Greening the Technical: An Analysis of Expertise in a Deliberative Democratic Forum

Author: Laura Schmidt
Degree: Ph.D. in Rhetoric, Carnegie Mellon University, 2013

As environmental issues become increasingly complicated, increasingly dependent on advanced technology, and increasingly global in scale, rhetorical theory and environmental rhetoric have begun to deal with the challenges to democracy posed by these complex issues. Because deliberations on these issues often involve experts who have a privileged voice and position in the public sphere, investigation into the functions of expertise in deliberation on environmental topics can illuminate the role citizens can play in deliberations that involve technical topics and how citizens can find a voice and make decisions in technical deliberations. My study looks at how participants in an environmental deliberation construct expertise and the technical in a situation where experts are not explicitly defined. Specifically, I examine the deliberations of a group of Unitarian Universalists participating in a Green Sanctuary Committee (GSC) who are trying to make their church building and congregation more environmentally sustainable. I draw on discourse analysis and environmental rhetoric’s current theories of expertise to first examine how the GSC manual sets the stage for deliberation and recognizes certain forms of expertise, and then I analyze how participants construct expertise through interactions and handle the invocation of institutional expertise in their deliberations.

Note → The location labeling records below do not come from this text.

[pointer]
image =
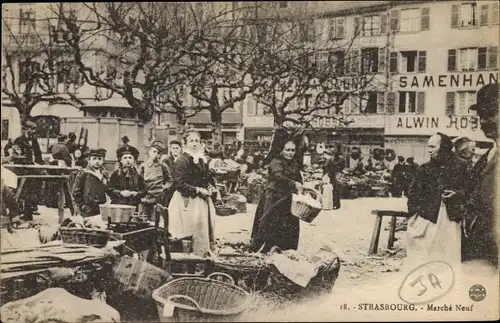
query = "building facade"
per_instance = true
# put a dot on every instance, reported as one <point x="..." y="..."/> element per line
<point x="429" y="57"/>
<point x="433" y="56"/>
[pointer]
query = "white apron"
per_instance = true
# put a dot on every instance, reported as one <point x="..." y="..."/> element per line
<point x="192" y="216"/>
<point x="426" y="241"/>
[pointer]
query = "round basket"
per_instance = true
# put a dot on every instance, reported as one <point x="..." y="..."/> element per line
<point x="86" y="236"/>
<point x="200" y="300"/>
<point x="116" y="213"/>
<point x="305" y="211"/>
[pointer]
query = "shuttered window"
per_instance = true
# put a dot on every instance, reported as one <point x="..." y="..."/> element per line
<point x="450" y="103"/>
<point x="393" y="64"/>
<point x="425" y="19"/>
<point x="493" y="57"/>
<point x="394" y="24"/>
<point x="452" y="60"/>
<point x="390" y="106"/>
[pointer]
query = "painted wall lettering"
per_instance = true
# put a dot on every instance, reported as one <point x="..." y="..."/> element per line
<point x="448" y="80"/>
<point x="422" y="122"/>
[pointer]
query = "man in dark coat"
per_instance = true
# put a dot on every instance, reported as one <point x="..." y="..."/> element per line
<point x="28" y="152"/>
<point x="444" y="172"/>
<point x="480" y="240"/>
<point x="125" y="185"/>
<point x="60" y="151"/>
<point x="89" y="189"/>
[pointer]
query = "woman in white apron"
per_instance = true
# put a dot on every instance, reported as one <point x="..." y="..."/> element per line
<point x="191" y="210"/>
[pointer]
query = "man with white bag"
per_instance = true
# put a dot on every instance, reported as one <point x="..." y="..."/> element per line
<point x="434" y="229"/>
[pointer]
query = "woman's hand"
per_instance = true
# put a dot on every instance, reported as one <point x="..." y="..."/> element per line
<point x="203" y="191"/>
<point x="125" y="193"/>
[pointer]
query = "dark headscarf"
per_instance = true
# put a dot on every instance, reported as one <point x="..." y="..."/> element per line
<point x="280" y="138"/>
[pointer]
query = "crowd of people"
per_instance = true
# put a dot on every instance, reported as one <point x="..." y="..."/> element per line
<point x="453" y="200"/>
<point x="181" y="179"/>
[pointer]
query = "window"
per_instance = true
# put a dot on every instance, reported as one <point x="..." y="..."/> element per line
<point x="369" y="58"/>
<point x="5" y="129"/>
<point x="465" y="100"/>
<point x="369" y="103"/>
<point x="465" y="15"/>
<point x="412" y="61"/>
<point x="410" y="20"/>
<point x="306" y="31"/>
<point x="410" y="102"/>
<point x="371" y="25"/>
<point x="27" y="20"/>
<point x="467" y="59"/>
<point x="336" y="60"/>
<point x="336" y="28"/>
<point x="471" y="59"/>
<point x="468" y="14"/>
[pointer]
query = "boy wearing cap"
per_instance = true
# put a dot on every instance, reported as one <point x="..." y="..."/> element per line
<point x="89" y="189"/>
<point x="126" y="186"/>
<point x="157" y="178"/>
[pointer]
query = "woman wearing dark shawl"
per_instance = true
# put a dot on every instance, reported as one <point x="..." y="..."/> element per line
<point x="274" y="225"/>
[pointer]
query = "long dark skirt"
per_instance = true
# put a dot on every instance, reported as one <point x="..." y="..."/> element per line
<point x="273" y="224"/>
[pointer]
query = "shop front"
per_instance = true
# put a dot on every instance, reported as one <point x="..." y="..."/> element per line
<point x="407" y="135"/>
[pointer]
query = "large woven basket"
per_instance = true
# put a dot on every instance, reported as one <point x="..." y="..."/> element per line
<point x="250" y="277"/>
<point x="305" y="211"/>
<point x="87" y="236"/>
<point x="138" y="277"/>
<point x="321" y="283"/>
<point x="117" y="213"/>
<point x="200" y="300"/>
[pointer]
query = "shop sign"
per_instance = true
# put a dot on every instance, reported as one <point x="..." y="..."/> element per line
<point x="461" y="80"/>
<point x="452" y="125"/>
<point x="356" y="121"/>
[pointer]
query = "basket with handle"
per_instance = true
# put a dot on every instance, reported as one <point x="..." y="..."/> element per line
<point x="200" y="299"/>
<point x="78" y="234"/>
<point x="116" y="213"/>
<point x="304" y="211"/>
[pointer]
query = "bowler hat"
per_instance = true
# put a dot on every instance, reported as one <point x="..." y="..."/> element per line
<point x="99" y="152"/>
<point x="158" y="145"/>
<point x="126" y="150"/>
<point x="175" y="142"/>
<point x="487" y="100"/>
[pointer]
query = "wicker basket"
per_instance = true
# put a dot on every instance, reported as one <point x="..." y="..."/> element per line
<point x="304" y="211"/>
<point x="91" y="237"/>
<point x="116" y="213"/>
<point x="200" y="300"/>
<point x="249" y="277"/>
<point x="224" y="210"/>
<point x="322" y="283"/>
<point x="138" y="277"/>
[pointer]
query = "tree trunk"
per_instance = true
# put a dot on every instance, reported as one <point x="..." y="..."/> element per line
<point x="149" y="133"/>
<point x="181" y="124"/>
<point x="216" y="118"/>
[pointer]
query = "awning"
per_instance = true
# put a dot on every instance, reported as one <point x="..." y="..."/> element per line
<point x="109" y="103"/>
<point x="58" y="110"/>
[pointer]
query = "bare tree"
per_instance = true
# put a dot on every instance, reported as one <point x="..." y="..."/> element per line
<point x="145" y="47"/>
<point x="35" y="68"/>
<point x="305" y="77"/>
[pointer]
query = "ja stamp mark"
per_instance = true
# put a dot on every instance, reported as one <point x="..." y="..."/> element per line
<point x="427" y="283"/>
<point x="477" y="292"/>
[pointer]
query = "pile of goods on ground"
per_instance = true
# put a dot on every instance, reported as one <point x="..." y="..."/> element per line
<point x="369" y="184"/>
<point x="287" y="275"/>
<point x="253" y="185"/>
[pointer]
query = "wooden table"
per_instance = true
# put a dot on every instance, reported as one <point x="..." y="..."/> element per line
<point x="378" y="224"/>
<point x="43" y="173"/>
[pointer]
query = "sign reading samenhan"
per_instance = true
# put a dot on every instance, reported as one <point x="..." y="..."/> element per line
<point x="448" y="80"/>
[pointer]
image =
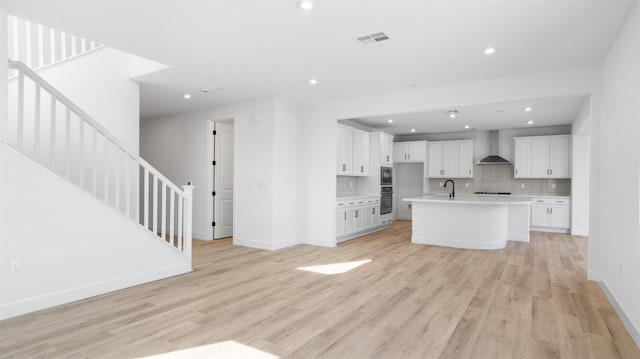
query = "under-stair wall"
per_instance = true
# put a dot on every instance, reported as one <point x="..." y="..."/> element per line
<point x="73" y="222"/>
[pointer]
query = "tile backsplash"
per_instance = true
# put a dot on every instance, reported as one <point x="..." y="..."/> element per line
<point x="499" y="178"/>
<point x="346" y="186"/>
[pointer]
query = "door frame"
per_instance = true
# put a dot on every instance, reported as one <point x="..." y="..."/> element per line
<point x="209" y="201"/>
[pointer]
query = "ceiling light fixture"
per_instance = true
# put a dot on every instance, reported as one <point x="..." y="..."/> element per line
<point x="490" y="51"/>
<point x="306" y="4"/>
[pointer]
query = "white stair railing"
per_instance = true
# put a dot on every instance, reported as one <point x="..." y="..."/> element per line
<point x="38" y="46"/>
<point x="46" y="126"/>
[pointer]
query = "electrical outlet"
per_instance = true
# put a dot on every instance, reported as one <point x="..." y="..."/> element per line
<point x="15" y="265"/>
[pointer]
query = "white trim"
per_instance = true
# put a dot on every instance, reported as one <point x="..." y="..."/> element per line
<point x="458" y="244"/>
<point x="49" y="300"/>
<point x="634" y="332"/>
<point x="579" y="232"/>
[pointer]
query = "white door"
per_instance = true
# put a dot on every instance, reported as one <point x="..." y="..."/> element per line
<point x="361" y="153"/>
<point x="521" y="159"/>
<point x="344" y="151"/>
<point x="435" y="160"/>
<point x="416" y="151"/>
<point x="465" y="158"/>
<point x="450" y="159"/>
<point x="539" y="215"/>
<point x="223" y="181"/>
<point x="559" y="157"/>
<point x="539" y="157"/>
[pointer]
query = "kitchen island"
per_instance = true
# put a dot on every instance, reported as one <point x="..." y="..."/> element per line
<point x="472" y="222"/>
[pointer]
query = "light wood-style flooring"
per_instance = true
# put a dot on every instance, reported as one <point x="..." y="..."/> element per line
<point x="530" y="300"/>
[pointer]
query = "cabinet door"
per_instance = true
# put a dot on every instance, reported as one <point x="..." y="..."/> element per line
<point x="522" y="165"/>
<point x="345" y="151"/>
<point x="360" y="153"/>
<point x="350" y="222"/>
<point x="416" y="151"/>
<point x="559" y="157"/>
<point x="465" y="159"/>
<point x="539" y="157"/>
<point x="359" y="216"/>
<point x="386" y="149"/>
<point x="559" y="216"/>
<point x="341" y="221"/>
<point x="372" y="216"/>
<point x="450" y="159"/>
<point x="539" y="215"/>
<point x="399" y="152"/>
<point x="435" y="160"/>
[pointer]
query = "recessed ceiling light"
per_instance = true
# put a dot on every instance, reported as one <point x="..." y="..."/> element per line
<point x="490" y="51"/>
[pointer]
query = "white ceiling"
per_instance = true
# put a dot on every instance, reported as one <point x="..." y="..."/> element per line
<point x="257" y="48"/>
<point x="499" y="116"/>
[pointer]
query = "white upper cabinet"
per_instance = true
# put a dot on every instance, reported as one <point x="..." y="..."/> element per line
<point x="450" y="159"/>
<point x="386" y="149"/>
<point x="353" y="152"/>
<point x="345" y="151"/>
<point x="413" y="151"/>
<point x="542" y="157"/>
<point x="361" y="147"/>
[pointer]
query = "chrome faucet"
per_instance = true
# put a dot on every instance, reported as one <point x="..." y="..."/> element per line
<point x="453" y="189"/>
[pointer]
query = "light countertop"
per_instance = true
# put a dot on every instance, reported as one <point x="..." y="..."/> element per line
<point x="470" y="199"/>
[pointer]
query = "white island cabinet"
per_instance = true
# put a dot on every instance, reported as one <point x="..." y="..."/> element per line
<point x="470" y="222"/>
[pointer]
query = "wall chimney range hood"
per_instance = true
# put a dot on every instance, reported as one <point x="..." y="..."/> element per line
<point x="494" y="145"/>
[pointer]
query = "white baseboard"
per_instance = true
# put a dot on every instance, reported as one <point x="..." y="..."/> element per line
<point x="28" y="305"/>
<point x="579" y="232"/>
<point x="631" y="328"/>
<point x="458" y="244"/>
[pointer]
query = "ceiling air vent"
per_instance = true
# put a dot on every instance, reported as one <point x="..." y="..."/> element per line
<point x="375" y="38"/>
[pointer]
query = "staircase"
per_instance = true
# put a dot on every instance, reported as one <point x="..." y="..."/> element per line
<point x="150" y="217"/>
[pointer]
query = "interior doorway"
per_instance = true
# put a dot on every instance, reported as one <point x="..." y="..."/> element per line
<point x="221" y="178"/>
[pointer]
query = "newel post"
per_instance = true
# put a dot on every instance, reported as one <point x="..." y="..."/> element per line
<point x="188" y="223"/>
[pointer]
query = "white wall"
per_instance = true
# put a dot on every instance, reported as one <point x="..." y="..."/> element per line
<point x="614" y="249"/>
<point x="267" y="156"/>
<point x="100" y="84"/>
<point x="69" y="245"/>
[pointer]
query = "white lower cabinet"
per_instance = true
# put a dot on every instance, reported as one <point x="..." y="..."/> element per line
<point x="550" y="214"/>
<point x="355" y="216"/>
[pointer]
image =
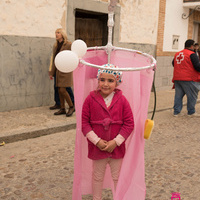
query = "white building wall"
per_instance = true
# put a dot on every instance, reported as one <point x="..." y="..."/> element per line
<point x="175" y="25"/>
<point x="139" y="21"/>
<point x="32" y="17"/>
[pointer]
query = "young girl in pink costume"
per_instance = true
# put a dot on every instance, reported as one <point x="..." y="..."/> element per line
<point x="107" y="121"/>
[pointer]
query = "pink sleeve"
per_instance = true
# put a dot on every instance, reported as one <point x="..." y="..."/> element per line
<point x="119" y="139"/>
<point x="86" y="127"/>
<point x="93" y="137"/>
<point x="128" y="124"/>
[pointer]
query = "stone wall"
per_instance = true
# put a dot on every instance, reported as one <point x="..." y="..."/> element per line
<point x="24" y="80"/>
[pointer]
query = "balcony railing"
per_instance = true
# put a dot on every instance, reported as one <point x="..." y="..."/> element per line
<point x="184" y="1"/>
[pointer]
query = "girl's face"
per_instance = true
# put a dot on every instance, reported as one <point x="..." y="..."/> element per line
<point x="58" y="36"/>
<point x="107" y="84"/>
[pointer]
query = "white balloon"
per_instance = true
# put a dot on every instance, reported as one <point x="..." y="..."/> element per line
<point x="66" y="61"/>
<point x="79" y="47"/>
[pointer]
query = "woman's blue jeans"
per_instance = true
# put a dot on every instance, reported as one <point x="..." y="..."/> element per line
<point x="183" y="88"/>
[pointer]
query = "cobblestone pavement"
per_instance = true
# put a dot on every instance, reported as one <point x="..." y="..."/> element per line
<point x="42" y="168"/>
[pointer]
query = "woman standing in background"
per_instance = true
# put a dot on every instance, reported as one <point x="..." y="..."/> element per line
<point x="63" y="81"/>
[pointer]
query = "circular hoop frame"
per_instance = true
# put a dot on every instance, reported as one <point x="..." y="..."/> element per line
<point x="151" y="66"/>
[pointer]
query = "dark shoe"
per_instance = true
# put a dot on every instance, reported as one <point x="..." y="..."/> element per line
<point x="54" y="107"/>
<point x="70" y="111"/>
<point x="60" y="112"/>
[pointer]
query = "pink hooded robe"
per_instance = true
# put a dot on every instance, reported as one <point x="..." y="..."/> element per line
<point x="136" y="87"/>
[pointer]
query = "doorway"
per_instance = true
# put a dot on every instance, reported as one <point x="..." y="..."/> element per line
<point x="91" y="27"/>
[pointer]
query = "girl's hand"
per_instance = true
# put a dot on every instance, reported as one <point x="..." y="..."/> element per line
<point x="101" y="144"/>
<point x="111" y="145"/>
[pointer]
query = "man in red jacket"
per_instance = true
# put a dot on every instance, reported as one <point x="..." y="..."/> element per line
<point x="186" y="78"/>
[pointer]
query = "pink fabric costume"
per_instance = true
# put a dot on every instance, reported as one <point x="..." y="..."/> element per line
<point x="136" y="88"/>
<point x="107" y="123"/>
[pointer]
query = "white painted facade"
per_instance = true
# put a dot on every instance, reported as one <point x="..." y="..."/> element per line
<point x="138" y="19"/>
<point x="32" y="18"/>
<point x="175" y="25"/>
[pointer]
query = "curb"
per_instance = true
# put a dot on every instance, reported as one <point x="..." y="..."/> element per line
<point x="36" y="133"/>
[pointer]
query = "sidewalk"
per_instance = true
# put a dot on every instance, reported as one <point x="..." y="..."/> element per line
<point x="42" y="168"/>
<point x="34" y="122"/>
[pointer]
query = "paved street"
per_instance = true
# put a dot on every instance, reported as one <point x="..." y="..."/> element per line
<point x="42" y="168"/>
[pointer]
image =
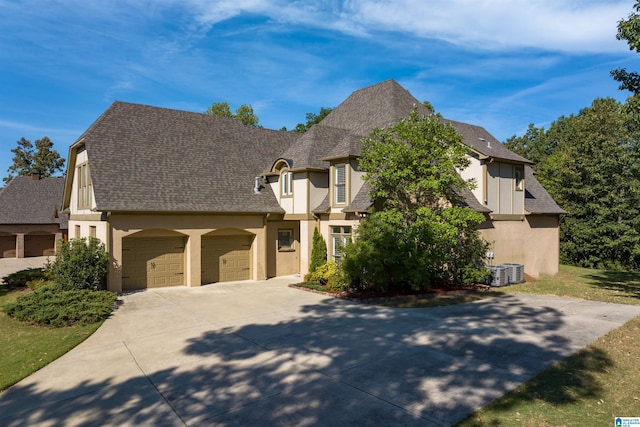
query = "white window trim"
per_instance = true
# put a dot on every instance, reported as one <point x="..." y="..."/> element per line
<point x="337" y="184"/>
<point x="286" y="185"/>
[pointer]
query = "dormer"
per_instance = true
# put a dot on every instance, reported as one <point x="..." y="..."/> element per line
<point x="79" y="195"/>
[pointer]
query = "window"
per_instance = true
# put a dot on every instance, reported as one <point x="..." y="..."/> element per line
<point x="285" y="240"/>
<point x="340" y="184"/>
<point x="519" y="175"/>
<point x="286" y="177"/>
<point x="84" y="187"/>
<point x="340" y="236"/>
<point x="504" y="189"/>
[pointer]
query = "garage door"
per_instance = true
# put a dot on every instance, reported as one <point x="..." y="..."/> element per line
<point x="152" y="262"/>
<point x="226" y="258"/>
<point x="39" y="245"/>
<point x="8" y="246"/>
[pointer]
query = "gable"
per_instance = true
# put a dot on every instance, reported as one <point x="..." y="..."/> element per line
<point x="26" y="200"/>
<point x="151" y="159"/>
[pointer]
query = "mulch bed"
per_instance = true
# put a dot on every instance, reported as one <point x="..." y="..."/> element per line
<point x="372" y="297"/>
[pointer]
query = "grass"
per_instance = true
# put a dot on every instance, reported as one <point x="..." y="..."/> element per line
<point x="26" y="348"/>
<point x="591" y="387"/>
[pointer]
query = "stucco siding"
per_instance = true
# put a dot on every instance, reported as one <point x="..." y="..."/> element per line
<point x="533" y="242"/>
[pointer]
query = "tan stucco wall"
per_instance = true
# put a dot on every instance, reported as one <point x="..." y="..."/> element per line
<point x="193" y="227"/>
<point x="300" y="193"/>
<point x="318" y="188"/>
<point x="102" y="229"/>
<point x="533" y="242"/>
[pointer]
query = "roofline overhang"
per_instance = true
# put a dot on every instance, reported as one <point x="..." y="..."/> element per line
<point x="265" y="174"/>
<point x="341" y="157"/>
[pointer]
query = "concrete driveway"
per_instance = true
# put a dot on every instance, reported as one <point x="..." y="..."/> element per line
<point x="261" y="353"/>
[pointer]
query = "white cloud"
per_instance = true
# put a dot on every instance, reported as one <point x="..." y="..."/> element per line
<point x="565" y="26"/>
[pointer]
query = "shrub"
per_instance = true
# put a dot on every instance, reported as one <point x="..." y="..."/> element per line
<point x="318" y="251"/>
<point x="337" y="282"/>
<point x="52" y="306"/>
<point x="81" y="264"/>
<point x="20" y="278"/>
<point x="440" y="246"/>
<point x="38" y="283"/>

Using discourse analytic techniques to identify how expertise is constructed in this setting, my study enables a ground-up understanding of the use of expertise in local deliberation, providing a strong basis for environmental rhetoric’s theoretical views of expertise. I argue that these local deliberators constructed expertise either narratively or non-narratively and both with and without reference to institutions. Looking at expertise as it is constructed along these two axes may help to both understand and avoid the potentially negative rhetorical implications of expertise on democratic deliberations: expertise’s potential to shut down deliberation, to disenfranchise citizens without access to technical expertise, and to increase the voice of institutions at the expense of citizens.. My study of this GSC group suggests one possible method by which citizens without access to institutional expertise might craft for themselves a voice that is recognized and taken up in deliberations. Narratives that establish expertise could be used, in situations where inequalities inherent in the structure of deliberation are surmountable, to construct experience-based expertise through deliberation.